Оттепель (СИ). Страница 23
— Записываю.
— Третья. Мы фиксируем, что прекращение боевых действий — это вопрос не гуманитарный, а военно-политический, и в качестве такового должен решаться путём капитуляции одной из сторон, а не путём временных перемирий. Эту фразу — прямым текстом, без смягчений. Чтобы Бек прочитал её, и шведы прочитали, и Лондон прочитал, и Вашингтон прочитал, и поняли, что мы на этой развилке выбираем не переговорный путь.

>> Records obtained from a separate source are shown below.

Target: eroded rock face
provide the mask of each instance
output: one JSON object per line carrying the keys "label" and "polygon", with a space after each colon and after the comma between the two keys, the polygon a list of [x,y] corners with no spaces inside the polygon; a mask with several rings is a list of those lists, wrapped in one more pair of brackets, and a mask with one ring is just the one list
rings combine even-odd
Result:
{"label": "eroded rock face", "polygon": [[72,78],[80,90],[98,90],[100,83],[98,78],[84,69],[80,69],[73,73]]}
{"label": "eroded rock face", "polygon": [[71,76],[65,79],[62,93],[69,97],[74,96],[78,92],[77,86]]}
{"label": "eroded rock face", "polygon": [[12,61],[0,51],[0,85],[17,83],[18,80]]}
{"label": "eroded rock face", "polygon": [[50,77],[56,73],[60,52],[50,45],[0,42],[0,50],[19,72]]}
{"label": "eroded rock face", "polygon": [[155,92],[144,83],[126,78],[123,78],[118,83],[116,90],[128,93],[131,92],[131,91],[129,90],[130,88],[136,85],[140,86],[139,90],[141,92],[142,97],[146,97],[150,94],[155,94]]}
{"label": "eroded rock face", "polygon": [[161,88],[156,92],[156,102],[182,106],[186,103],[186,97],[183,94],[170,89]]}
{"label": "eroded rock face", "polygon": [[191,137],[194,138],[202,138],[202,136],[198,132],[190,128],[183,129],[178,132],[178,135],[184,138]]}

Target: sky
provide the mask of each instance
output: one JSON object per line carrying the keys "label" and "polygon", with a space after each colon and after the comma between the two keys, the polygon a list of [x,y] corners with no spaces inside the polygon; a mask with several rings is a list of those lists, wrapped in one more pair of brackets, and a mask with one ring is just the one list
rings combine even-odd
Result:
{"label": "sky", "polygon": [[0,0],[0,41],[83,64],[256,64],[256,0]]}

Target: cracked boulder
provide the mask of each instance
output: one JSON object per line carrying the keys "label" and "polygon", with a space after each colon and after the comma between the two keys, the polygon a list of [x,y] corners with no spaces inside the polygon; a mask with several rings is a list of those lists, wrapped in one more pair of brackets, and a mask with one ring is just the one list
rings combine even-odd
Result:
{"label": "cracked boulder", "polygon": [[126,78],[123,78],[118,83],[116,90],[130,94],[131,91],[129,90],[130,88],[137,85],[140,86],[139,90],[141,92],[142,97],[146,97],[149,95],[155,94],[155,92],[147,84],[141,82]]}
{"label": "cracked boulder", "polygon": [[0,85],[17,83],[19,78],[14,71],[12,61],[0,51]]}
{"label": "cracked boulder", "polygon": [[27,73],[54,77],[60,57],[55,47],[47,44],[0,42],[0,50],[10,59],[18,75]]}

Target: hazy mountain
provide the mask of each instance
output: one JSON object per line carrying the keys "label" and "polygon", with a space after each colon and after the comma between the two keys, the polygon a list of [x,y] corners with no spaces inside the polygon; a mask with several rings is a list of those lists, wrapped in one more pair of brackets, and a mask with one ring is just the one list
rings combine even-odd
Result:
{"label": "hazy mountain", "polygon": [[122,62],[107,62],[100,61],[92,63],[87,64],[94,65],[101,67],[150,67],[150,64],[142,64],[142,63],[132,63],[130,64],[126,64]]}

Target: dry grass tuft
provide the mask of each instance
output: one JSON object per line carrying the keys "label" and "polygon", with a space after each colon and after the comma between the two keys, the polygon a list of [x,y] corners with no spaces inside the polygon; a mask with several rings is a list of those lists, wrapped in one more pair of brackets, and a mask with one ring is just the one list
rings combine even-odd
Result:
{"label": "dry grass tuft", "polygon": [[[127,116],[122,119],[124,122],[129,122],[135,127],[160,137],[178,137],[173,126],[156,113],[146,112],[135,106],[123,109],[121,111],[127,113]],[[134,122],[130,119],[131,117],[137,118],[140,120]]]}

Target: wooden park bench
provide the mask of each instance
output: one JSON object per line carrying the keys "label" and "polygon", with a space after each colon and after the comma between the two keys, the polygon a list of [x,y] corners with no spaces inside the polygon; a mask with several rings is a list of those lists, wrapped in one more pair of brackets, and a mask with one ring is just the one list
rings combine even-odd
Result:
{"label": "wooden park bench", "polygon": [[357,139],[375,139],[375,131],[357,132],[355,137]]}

Молотов записывал в блокнот, мелкими аккуратными буквами, без сокращений.
— Это закроет канал? — спросил он, не поднимая глаз.
— Не закроет. Канал — Швеция. Швеция останется. Бек попробует ещё раз, через два или три месяца, в другой форме. Но эту попытку мы развернём, и развернём так, чтобы все, кто за этим следит, видели: гуманитарная риторика на нас не действует. Тогда Бек будет вынужден следующее предложение делать в другом ключе. Не в гуманитарном.
— А в каком?
Сталин не ответил сразу. Подумал.
— В военно-политическом. Прямо. С названием своих условий. Когда он перестанет прятаться за Красным Крестом и за шведами и скажет напрямую, чего хочет, — мы будем знать, с чем имеем дело. Сейчас он торгует, не называя цены. Это нам не подходит.
Молотов кивнул, дописал последнюю строчку, закрыл блокнот.
— Когда отвечаем?
— Не сегодня, — сказал Сталин. — Сначала Лондон.
Молотов поднял глаза.
— Через Майского?
— Через Майского. Совместное заявление о координации мы с Иденом подписали двадцать восьмого марта. Это первый случай, когда оно проверяется в работе. Мы обязаны уведомить Черчилля до того, как ответим Беку. Если мы этого не сделаем, координация останется бумагой.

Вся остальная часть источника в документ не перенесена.